Got browser? Of course, you do. Got Safari? Yes. Safari is the world’s second most popular browser and tops on iPhone, iPad, and Mac. Is there anything better than Safari? Well, let me answer that by going to the other extreme. Don’t use Google’s Chrome. Ever. Remember, Google is a spy company, and Chrome is run by Google. Hello? Spy. Google. Chrome. Spy.
Assume for a moment you adhere to the adage that nothing improves without change. You could switch to Mozilla’s Firefox browser. It’s safer, faster, more private than Safari. Is there any other browser to consider? Just one.
How about a browser that advertisers– remember, Google is the largest online advertiser– hate? Let’s call it a brave browser. Even better, let’s call it Brave.
Much more than a browser, Brave is a new way of thinking about how the web works. Brave is open source and built by a team of privacy focused, performance oriented pioneers of the web.
There’s a caveat in there but more on that in a moment.

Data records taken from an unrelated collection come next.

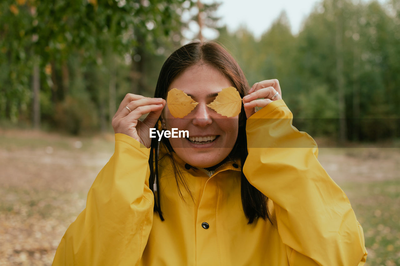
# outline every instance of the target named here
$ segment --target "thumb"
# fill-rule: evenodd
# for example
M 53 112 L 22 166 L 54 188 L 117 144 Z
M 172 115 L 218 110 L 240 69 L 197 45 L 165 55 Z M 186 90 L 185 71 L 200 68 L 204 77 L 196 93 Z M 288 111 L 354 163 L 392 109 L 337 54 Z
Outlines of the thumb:
M 162 104 L 165 107 L 165 102 L 163 102 Z M 164 108 L 149 113 L 146 119 L 143 120 L 143 123 L 150 128 L 154 128 L 156 123 L 157 123 L 157 121 L 158 120 L 158 117 L 161 115 L 163 110 L 164 110 Z

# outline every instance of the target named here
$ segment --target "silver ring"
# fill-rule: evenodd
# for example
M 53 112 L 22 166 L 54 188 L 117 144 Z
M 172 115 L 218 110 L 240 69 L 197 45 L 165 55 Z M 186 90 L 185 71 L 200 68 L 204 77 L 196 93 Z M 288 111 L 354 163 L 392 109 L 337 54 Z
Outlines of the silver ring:
M 275 93 L 275 95 L 274 95 L 274 96 L 273 96 L 271 98 L 271 100 L 273 100 L 274 99 L 275 99 L 275 97 L 276 97 L 276 96 L 277 96 L 279 95 L 279 93 L 278 92 L 278 91 L 277 91 L 276 93 Z

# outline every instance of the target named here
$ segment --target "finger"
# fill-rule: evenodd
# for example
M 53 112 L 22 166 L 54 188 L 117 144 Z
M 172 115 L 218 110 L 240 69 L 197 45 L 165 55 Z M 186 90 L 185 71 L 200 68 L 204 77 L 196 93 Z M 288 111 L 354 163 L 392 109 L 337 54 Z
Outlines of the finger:
M 268 87 L 266 88 L 262 88 L 252 92 L 250 94 L 243 97 L 243 104 L 248 103 L 258 98 L 266 98 L 271 99 L 275 96 L 273 100 L 276 101 L 282 99 L 280 95 L 276 95 L 276 91 L 273 87 Z
M 129 104 L 130 103 L 132 102 L 132 101 L 136 101 L 136 100 L 144 98 L 147 98 L 147 97 L 145 97 L 144 96 L 142 96 L 141 95 L 132 94 L 132 93 L 128 93 L 125 95 L 125 97 L 124 98 L 124 99 L 122 100 L 122 101 L 121 102 L 121 104 L 118 107 L 118 110 L 117 110 L 116 113 L 119 113 L 122 111 L 124 111 L 124 109 L 125 109 L 126 111 L 128 111 L 128 109 L 126 108 L 125 107 Z M 131 109 L 131 110 L 132 109 Z
M 250 109 L 254 108 L 256 107 L 262 108 L 266 106 L 273 101 L 269 99 L 261 99 L 252 101 L 249 103 L 246 103 L 244 105 L 244 110 L 246 109 Z
M 165 101 L 163 102 L 163 106 L 165 106 L 166 103 Z M 146 119 L 143 120 L 143 123 L 149 128 L 154 127 L 157 120 L 158 120 L 158 118 L 161 114 L 161 113 L 162 112 L 163 109 L 163 108 L 160 109 L 157 111 L 150 112 Z
M 257 82 L 253 86 L 253 87 L 252 87 L 253 89 L 253 91 L 257 91 L 263 88 L 272 87 L 276 91 L 279 93 L 280 95 L 281 96 L 282 95 L 282 92 L 281 91 L 280 86 L 279 85 L 279 81 L 276 79 L 263 80 L 259 82 Z M 252 92 L 253 91 L 252 91 Z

Brave is a brave new browser that takes privacy so seriously that it’s private right out of the box. Because Brave blocks all those nasty privacy sucking trackers it can be many times faster than Safari or Chrome.
Since Brave runs on Mac, Windows, Android, Amazon, and iPhone and iPad, you can save money just by using it instead of anything else.
The average mobile browser user pays as much as $23 a month in data charges to download ads and trackers — that’s $276 a year. Brave blocks ads and trackers, so you don’t pay for them.
Fast. Free. Private. Secure. What’s not to like?
Well, for one, advertising is what makes the world go round and blockers take away some revenue from websites you visit regularly. Brave has that cover, too, with a built-in system that can help publishers get something for not running ads.
Settings are more extensive than Safari with most controls aimed at giving you a better browser experience and enhancing privacy and security. Hardware acceleration is built in, so Brave displays complex websites quickly. It even has manual Facebook, Twitter, and LinkedIn options. Yes, there are extensions built-in, all to give you more privacy options.
Otherwise, download and install and Brave saves you time and bandwidth. I haven’t found a way to whitelist specific websites so their ads will display, though.
Otherwise, you can import bookmarks from Safari and start using Brave as your default Mac browser.